I was revising some things in my startup scripts. I have a sort of generalized startup script in all the boxes in my constellation, which is capable of doing 8 or 10 different things that various of the boxes need to do at startup.
For example, the various gateway boxes need to open up (auto)ssh connections to my house with reverse tunnels so I can reach them. On some boxes I want them to open a vncserver so I can get a graphical environment up. On some others they may need to mount some filesystems, with smb or nfs. On some of them I want them to figure out where their router is, in case I want to open up their router in a browser. On some I need them to establish the keychain.
I noted that some of the raspbian pis would fail sometimes because the startup would run before the network was fully up, and I had to “relearn” that raspbian has a setting in raspi-config to wait for the network. Hmmm. How do they do that?
I dug around and I learned that if you ask raspbian to wait for the network what it actually does is to use dhcpcd5 -q -w. The w parameter says “Wait for an address to be assigned before forking to the background.” Cool.

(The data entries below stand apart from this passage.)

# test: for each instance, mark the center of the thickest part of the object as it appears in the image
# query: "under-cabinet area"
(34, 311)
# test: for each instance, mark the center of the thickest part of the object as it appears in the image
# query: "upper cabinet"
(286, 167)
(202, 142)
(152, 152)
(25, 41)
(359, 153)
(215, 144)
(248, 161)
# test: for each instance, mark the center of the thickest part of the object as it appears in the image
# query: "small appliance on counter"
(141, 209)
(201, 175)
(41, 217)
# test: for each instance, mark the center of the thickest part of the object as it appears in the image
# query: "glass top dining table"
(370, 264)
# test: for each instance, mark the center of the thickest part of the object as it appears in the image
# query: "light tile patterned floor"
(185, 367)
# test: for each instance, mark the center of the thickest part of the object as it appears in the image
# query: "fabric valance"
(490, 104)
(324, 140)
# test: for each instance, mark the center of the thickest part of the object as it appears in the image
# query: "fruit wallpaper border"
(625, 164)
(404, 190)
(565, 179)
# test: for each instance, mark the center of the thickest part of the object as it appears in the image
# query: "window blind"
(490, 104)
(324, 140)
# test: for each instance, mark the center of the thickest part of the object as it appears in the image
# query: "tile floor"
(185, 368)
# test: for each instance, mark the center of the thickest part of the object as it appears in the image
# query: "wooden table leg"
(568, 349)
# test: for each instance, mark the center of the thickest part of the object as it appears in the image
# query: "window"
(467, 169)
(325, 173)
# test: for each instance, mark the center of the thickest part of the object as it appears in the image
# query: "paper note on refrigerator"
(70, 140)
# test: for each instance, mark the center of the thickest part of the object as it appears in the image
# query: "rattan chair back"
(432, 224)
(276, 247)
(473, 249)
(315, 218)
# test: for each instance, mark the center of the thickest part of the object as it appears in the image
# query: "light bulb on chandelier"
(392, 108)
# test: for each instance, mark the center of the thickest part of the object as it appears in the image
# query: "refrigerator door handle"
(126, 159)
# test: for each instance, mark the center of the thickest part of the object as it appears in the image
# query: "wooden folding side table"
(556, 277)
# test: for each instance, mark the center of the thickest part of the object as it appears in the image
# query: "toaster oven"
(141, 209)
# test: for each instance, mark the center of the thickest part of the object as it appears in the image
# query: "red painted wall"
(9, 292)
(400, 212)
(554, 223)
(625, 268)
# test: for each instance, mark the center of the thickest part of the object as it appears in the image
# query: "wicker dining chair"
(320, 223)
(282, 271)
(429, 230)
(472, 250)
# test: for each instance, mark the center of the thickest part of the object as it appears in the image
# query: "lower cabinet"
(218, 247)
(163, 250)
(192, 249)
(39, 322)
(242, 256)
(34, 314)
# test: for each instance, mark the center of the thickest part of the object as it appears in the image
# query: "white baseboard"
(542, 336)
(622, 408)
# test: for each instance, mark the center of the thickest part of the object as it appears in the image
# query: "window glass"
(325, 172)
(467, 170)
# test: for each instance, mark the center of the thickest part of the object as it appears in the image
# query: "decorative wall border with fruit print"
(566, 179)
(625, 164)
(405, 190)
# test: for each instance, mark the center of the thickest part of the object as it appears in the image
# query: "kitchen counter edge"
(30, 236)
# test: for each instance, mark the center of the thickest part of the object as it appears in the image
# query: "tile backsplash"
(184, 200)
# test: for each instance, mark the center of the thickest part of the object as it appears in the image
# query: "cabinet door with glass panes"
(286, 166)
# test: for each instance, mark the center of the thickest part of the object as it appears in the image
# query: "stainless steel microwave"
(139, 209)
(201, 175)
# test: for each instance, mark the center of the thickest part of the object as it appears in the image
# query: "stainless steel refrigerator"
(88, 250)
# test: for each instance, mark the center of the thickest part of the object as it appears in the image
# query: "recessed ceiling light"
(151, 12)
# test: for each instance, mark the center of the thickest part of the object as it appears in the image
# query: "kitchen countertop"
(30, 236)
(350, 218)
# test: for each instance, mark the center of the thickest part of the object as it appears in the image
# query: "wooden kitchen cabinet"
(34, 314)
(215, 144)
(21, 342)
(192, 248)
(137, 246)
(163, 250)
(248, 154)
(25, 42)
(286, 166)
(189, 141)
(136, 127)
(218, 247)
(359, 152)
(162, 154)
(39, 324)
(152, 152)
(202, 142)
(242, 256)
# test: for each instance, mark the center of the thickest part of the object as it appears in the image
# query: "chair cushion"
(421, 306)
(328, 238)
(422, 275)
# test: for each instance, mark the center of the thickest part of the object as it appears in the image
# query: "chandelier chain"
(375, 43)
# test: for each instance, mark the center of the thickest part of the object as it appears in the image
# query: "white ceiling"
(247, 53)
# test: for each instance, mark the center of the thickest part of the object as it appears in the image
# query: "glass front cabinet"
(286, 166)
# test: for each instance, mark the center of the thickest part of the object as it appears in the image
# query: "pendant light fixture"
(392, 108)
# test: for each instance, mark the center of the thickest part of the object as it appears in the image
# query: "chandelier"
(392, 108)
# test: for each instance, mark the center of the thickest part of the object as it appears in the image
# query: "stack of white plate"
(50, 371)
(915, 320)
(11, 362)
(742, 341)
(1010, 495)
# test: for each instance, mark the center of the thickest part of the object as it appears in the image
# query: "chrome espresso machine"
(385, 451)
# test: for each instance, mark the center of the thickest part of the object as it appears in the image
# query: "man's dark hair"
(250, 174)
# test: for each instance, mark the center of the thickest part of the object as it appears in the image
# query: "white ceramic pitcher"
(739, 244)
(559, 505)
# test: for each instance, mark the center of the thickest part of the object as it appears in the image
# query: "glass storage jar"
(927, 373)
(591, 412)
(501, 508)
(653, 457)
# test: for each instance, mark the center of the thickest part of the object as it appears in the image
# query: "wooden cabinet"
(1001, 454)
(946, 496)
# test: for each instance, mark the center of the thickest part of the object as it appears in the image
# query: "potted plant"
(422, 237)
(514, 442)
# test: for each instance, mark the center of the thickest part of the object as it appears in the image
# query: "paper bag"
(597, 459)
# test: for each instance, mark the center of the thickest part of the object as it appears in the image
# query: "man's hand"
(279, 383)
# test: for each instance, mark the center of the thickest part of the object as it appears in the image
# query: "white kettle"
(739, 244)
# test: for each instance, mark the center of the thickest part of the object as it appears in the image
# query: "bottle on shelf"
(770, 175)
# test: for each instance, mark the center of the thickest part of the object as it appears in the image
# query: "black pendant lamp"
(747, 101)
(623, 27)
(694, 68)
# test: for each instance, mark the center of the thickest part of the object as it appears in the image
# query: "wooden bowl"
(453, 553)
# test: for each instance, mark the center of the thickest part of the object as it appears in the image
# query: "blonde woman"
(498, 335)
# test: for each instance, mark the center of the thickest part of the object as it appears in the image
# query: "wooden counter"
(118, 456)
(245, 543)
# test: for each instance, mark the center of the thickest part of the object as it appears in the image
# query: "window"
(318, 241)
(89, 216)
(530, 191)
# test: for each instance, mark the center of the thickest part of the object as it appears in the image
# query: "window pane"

I only use dhcpcd5 on the raspbian boxes, on most of the other linux boxes I use dhclient, or the inbuilt client in NetworkManager or systemd-networkd. While dhclient doesn’t have a similar parameter that I can find, NetworkManager does have a command for this: nm-online. On a system which used systemd-networkd and did not have NetworkManager, this can also be done with the one-shot systemd-networkd-wait-online service, but I haven’t done that.